Simpson – whose penchant for the high life appears to have remained intact despite his time in the middle of the desert – has kept a relatively low profile at the 5,000 square-foot property which boasts 5 bedrooms, 5.5 bathrooms, a backyard putting green and pool for the next few months as he sorts out his next move.
It is a drastic shift for Simpson, who has spent most of the past decade cohabiting a 125 square-foot cell that came with nothing more than a bunk bed, toilet and sink.
He is adjusting well however, and has been spotted putting, hanging by the pool and entertaining his daughter Arnelle at the property as if he had lived there for years these past few weeks.
Simpson spent the first few weeks of his release focusing on his three favorite things according to multiple people close to the former football star – family, friends and golf.
It is unclear how much Simpson was paid for this interview in 2006 with Judith Regan, who was his publisher at the time and set to release his book If I Did It.
In another preview shown last week, Simpson says: ‘Forget everything you think you know about that night, because I know the facts better than anyone.
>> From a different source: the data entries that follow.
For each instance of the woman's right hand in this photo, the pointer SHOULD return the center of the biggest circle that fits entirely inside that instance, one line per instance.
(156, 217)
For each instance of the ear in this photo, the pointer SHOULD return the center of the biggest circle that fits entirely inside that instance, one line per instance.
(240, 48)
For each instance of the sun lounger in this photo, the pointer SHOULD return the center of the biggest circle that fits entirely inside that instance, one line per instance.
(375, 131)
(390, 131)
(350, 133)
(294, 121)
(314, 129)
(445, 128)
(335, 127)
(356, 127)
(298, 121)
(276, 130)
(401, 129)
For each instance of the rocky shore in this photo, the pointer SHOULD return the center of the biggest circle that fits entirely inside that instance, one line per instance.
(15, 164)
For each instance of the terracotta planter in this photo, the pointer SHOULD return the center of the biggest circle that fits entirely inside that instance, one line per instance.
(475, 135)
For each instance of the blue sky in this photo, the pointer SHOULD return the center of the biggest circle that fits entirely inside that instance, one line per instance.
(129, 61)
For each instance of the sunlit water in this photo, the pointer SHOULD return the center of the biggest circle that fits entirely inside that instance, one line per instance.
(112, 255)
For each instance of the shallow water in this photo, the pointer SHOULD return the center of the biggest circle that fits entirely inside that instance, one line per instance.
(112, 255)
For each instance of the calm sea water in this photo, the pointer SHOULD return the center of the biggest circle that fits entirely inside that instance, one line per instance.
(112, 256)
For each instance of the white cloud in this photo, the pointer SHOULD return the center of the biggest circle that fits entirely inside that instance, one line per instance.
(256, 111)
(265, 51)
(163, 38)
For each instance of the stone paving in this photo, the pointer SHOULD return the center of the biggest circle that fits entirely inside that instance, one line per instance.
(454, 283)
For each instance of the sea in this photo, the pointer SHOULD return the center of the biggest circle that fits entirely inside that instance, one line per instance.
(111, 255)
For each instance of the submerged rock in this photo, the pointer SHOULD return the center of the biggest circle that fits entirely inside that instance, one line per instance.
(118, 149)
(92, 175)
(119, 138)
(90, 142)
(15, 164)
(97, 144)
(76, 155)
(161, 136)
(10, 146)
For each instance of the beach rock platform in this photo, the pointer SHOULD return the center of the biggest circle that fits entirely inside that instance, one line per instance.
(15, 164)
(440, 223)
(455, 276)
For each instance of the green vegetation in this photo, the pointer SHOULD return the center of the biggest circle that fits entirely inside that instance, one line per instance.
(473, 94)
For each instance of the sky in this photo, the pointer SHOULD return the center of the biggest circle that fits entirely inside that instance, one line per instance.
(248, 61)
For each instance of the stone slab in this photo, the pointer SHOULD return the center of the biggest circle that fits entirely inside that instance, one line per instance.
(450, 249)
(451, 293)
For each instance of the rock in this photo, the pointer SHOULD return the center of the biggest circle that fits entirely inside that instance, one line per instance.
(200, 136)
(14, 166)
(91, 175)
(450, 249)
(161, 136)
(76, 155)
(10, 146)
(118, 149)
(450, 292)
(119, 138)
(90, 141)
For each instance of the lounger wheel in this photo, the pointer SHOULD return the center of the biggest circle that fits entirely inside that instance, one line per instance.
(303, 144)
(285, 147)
This is one story the whole world got wrong.’
Simpson reportedly reveals that after the killer and Charlie arrive at Nicole’s home they see candles in the window as a man approaches.
Nicole then comes to the door and the killer blacks out, and when he comes to is covered in blood.
The initial release of the show was halted back in 2006 due to money owed by Simpson in a civil suit and public outcry.
The former football star was ordered to pay the Goldmans $33.5million by a civil court jury shortly after he was acquitted of double murder, but in the two decades since that verdict was handed down the family have received no money from Simpson.
His disregard for the judgment came back to haunt him however after his plans to publish his book about the murders was revealed back in 2006, with the special set to air in conjunction with the book’s debut.
The rights to the book were instead awarded to the Goldmans by a Florida bankruptcy court a year later, and they went on to sell the book under the title If I Did It: Confessions of the Killer.
The Goldmans also shrunk do the ‘It’ in the title, making in nearly invisible so that the title appeared to read I Did It: Confessions of the Killer.
Simpson then found himself behind bars for nearly a decade shortly after that decision when he was charged with armed robbery and kidnapping back in 2008 in Clark Count.
That verdict that was handed down exactly 13 years to the day that he was acquitted in her murder trial.
The Goldmans will now be getting a little more money as well, with any cut Simpson would have gotten from the current airing of the special going to the family.
That is likely why they agreed to the release of the special, with the family having initially opposed the airing of the ‘confession’ on Fox.